Schauspielhaus

Land ohne Worte

von Dea Loher Premiere: Sa, 11. September 2021

Das Monologstück »Land ohne  Worte« beschreibt ein Land, in dem »jeder arzt dem maler überlegen ist«. Eine Malerin – oder ist sie Schauspielerin? Oder Schriftstellerin? – erzählt vom Leben in einer dystopisch anmutenden Umgebung sowie von den Erfahrungen und Selbstbefragungen, die der Ausnahmezustand mit sich bringt. Als künstlerisches Team loten Schauspielerin Annemarie Brüntjen und Regisseur Dominic Friedel gemeinsam die Gestaltungsmöglichkeit der Kunst angesichts des Unsagbaren aus – und stellen die Frage, was (Schauspiel-)Kunst in Zeiten der Krise darstellen oder gar bewirken kann. »ohne unsere sinnlichkeit können wir menschen so etwas wie wirklichkeit nicht erfassen«, formuliert Dea Loher. Beim Schreiben ihres Textes war sie inspiriert vom Künstler Mark Rothko, der in seinem Spätwerk Schicht um Schicht gemalt und wiederum übermalt hat. Diesen künstlerischen Vorgang überträgt Schauspielerin Annemarie Brüntjen auf der Bühne kongenial in das Reich der Musik: So legt sich hier Stimme über Stimme, Geräusch über Geräusch, Klang über Klang.
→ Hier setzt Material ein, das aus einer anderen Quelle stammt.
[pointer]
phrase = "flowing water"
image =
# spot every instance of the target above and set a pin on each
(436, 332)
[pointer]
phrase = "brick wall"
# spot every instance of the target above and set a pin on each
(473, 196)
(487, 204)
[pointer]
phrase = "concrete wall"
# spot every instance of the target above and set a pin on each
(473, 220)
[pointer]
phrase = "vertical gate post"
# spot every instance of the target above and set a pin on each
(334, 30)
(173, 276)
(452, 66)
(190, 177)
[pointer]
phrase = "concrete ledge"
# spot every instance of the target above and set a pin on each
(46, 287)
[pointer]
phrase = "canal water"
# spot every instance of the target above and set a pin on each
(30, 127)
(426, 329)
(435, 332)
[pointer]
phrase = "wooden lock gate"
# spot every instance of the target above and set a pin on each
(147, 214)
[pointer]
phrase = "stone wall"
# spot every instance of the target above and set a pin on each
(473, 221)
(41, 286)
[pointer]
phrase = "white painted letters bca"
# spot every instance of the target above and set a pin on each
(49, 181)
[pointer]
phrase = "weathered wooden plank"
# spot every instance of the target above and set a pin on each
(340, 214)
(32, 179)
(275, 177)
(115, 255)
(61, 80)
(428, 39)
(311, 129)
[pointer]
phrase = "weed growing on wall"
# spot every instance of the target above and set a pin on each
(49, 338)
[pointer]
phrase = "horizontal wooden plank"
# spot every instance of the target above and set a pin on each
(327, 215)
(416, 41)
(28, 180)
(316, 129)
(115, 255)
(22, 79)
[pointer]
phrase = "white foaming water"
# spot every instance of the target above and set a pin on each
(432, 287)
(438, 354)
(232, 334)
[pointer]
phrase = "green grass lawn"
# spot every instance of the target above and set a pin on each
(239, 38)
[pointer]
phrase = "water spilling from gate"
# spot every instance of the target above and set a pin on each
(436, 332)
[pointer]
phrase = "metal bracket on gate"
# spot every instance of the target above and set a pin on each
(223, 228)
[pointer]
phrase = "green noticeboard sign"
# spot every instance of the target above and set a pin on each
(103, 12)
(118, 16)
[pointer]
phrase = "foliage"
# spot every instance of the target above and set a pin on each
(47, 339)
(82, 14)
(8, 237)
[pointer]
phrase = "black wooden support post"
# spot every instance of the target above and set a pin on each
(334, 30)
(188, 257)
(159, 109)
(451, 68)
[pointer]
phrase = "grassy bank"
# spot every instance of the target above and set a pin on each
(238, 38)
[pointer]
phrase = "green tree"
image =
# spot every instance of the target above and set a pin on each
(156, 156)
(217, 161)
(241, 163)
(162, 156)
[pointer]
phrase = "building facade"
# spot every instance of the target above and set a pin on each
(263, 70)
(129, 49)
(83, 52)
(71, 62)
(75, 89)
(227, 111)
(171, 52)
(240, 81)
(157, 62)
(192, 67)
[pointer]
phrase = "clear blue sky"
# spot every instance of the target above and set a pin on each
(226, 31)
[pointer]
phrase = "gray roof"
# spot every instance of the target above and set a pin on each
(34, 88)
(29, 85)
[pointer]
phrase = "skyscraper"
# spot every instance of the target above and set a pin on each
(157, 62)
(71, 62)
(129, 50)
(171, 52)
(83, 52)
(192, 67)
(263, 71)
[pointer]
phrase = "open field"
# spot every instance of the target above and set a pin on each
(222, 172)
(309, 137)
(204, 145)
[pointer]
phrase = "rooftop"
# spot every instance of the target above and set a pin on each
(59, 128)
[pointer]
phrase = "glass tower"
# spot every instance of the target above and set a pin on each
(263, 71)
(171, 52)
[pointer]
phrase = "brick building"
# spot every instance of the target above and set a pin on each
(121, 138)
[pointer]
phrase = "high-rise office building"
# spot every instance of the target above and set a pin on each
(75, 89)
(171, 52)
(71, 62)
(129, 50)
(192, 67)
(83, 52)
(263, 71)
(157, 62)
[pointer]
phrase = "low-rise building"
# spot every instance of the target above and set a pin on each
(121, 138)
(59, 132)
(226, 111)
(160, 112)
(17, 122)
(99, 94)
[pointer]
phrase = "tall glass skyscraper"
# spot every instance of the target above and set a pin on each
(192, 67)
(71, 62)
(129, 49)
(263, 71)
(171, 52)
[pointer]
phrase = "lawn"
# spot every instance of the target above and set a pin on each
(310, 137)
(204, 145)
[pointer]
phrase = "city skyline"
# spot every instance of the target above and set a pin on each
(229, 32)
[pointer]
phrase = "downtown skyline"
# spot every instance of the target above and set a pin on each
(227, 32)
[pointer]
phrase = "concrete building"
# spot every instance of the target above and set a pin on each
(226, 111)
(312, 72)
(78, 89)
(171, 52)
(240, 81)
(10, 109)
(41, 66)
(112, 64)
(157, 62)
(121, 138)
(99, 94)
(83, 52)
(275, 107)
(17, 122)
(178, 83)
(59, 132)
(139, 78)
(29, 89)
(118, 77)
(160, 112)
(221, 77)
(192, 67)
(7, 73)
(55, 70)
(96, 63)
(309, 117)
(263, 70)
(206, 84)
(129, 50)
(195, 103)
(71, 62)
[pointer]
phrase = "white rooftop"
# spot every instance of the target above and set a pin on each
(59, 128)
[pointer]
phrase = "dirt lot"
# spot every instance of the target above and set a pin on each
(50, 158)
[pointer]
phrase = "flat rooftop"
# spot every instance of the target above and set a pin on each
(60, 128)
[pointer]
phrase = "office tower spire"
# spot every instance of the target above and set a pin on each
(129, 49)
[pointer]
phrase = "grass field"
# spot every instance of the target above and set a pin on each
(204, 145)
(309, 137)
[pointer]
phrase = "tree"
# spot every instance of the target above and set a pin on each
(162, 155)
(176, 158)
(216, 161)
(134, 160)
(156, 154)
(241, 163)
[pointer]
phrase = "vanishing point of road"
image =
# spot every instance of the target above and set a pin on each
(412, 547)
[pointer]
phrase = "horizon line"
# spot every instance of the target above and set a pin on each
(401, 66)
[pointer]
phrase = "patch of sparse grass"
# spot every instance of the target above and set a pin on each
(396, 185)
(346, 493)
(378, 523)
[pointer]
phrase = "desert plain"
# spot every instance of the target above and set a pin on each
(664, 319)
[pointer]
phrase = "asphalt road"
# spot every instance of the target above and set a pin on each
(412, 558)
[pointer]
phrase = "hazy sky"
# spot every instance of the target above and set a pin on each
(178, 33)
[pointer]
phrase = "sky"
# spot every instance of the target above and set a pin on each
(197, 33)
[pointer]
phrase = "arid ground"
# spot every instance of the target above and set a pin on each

Wie vermittelt man das Nicht-Vermittelbare?

 

 

Möchten Sie diese Produktion mit einer Schulklasse oder Gruppe besuchen und wünschen sich ein Vermittlungsangebot, dann kontaktieren Sie gerne Ronja Gerlach (E-Mail: ronja.gerlach@mannheim.de / Tel.: 0621 1680 488).  

»Ein sinnliches Abenteuer.« (Mannheimer Morgen, 13.09.2021)

 

»Ein Spektakel der Sinne, ein Rausch.« (Mannheimer Morgen, 22.12.2020)

 

»So sehr Dominic Friedels Inszenierung zum Saisonstart im Mannheimer Schauspielhaus auch durch ein Labyrinth künstlerischer Selbstzweifel führte, so schön wurde diese ästhetische Odyssee dargeboten. Denn hinter aller Dunkelheit leuchtete das Potenzial der Kunst hell auf. Und das lag vor allem an der Schauspielerin Annemarie Brüntjen, die in ihrer einstündigen Performance trotz der elementaren Verunsicherung kraftvoll und souverän den Reichtum von Literatur, Theater, Musik oder Malerei bezeugte.« (Rhein-Neckar-Zeitung, 14.09.2021)

 

»Verzweifelt und enorm wandlungsfähig bewegt sie [Annemarie Brüntjen] sich durch die Abgründe einer Sprache, der sie gestenreich bildhafte Energien abzugewinnen versteht.« (Mannheimer Morgen, 13.09.2021)

 

»Wie es dem „Regieteam“ gelingt, Distanz zu schaffen, ohne sich im Kalkül einer nüchternen Bestandsaufnahme zu verlieren, ist bemerkenswert.« (Mannheimer Morgen, 13.09.2021)

 

»Mit wenigen Mitteln ist Brüntjen nicht nur Autorin, Schauspielerin, Musikerin und Malerin, sondern vor allem auch Mensch im Hier und Heute, für den die künstlerisch-kreative Begegnung mit der Welt elementar ist. Der damit verbundene Schmerz wird jedoch überstrahlt von der Aussicht auf Schönheit. – Starker Applaus.« (Rhein-Neckar-Zeitung, 14.09.2021)

 

»„Wo bleibt der Schmerz…und das Glück?“, fragt das Stück am Ende. Annemarie Brüntjen […] steht vor einer weißen Wand, auf die Bilder von Mark Rothko projiziert werden, abstrakte Bilder, wirbelnde Linien oder ruhige Flächen, wenige, meist matte Farben. Die Schauspielerin scheint eingetaucht in diese Bilder, von Formen und Farben umschlossen, ganz und gar glücklich.« (Die Rheinpfalz, 23.12.2020)

 

»Am Ende ist alles ein Rausch. […] Ausgerechnet Max Richters elektrifizierte Samplingbearbeitung von Vivaldis „Frühling“ schleicht sich in die Szenerie, in der s i e steht: Annemarie Brüntjen. Seit rund einer Stunde vollführt die 27-Jährige quasi eine One-(Wo)man-Show der vier Temperamente, ist überbordend euphorisch und depressiv, gibt Antworten und stellt Fragen, dringt ein in die Seelenlandschaften unter den Oberflächen unserer Alltage, Kunstvorstellungen und Fassaden.« (Mannheimer Morgen, 22.12.2020)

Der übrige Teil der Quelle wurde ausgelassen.